Shivaji’s legacy was to vary by observer and time, with different writers praising and criticizing him, but he began to take on increased importance with the emergence of the Indian independence movement, as many elevated him as a proto-nationalist and hero of the Hindus.Particularly in Maharashtra, debates over his history and role have engendered great passion and sometimes even violence as disparate groups have sought to characterise him and his legacy.

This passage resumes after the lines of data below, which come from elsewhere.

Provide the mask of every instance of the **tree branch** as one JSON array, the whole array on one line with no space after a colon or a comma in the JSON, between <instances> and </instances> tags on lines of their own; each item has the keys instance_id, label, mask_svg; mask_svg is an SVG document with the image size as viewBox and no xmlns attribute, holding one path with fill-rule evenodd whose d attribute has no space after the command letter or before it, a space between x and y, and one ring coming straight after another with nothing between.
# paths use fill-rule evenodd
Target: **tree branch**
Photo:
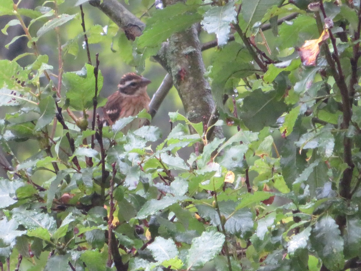
<instances>
[{"instance_id":1,"label":"tree branch","mask_svg":"<svg viewBox=\"0 0 361 271\"><path fill-rule=\"evenodd\" d=\"M173 86L172 76L169 73L168 73L163 79L162 83L160 84L157 91L153 94L150 103L149 104L149 113L152 116L152 119L157 113L157 111L163 100Z\"/></svg>"},{"instance_id":2,"label":"tree branch","mask_svg":"<svg viewBox=\"0 0 361 271\"><path fill-rule=\"evenodd\" d=\"M144 23L124 7L117 0L90 0L89 3L98 8L125 32L128 39L134 40L142 33Z\"/></svg>"}]
</instances>

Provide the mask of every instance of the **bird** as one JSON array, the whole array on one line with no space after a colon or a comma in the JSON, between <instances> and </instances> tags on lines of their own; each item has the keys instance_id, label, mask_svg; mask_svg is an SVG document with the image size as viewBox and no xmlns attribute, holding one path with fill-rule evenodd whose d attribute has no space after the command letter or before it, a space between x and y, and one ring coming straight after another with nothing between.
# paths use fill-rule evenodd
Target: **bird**
<instances>
[{"instance_id":1,"label":"bird","mask_svg":"<svg viewBox=\"0 0 361 271\"><path fill-rule=\"evenodd\" d=\"M147 88L151 82L135 73L123 76L118 85L118 90L108 97L105 105L101 108L101 120L111 126L119 119L136 116L144 109L148 111L151 99ZM136 119L122 130L138 129L144 121L144 120Z\"/></svg>"}]
</instances>

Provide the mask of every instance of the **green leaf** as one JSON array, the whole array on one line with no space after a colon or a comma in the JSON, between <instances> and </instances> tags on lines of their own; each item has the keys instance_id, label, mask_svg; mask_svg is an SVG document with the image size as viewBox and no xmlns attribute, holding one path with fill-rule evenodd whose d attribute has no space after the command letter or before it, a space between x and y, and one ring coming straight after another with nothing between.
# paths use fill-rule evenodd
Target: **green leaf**
<instances>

Shivaji was born in the hill-fort of Shivneri, near the city of Junnar in Pune district on 6 April 1627 or 19 February 1630. Per legend, his mother named him Shivaji in honour of the goddess Shivai, to whom she had prayed for a healthy child. Shivaji was named after this local deity. Shivaji’s father Shahaji Bhonsle was a Maratha general who served the Deccan Sultanates. His mother was Jijabai, the daughter of Lakhujirao Jadhav of Sindkhed (Sindkhed Raja). At the time of Shivaji’s birth, the power in Deccan was shared by three Islamic sultanates: Bijapur, Ahmednagar, and Golconda. Shahaji often changed his loyalty between the Nizamshahi of Ahmadnagar, the Adilshah of Bijapur and the Mughals, but always kept his jagir (fiefdom) at Pune and his small army with him.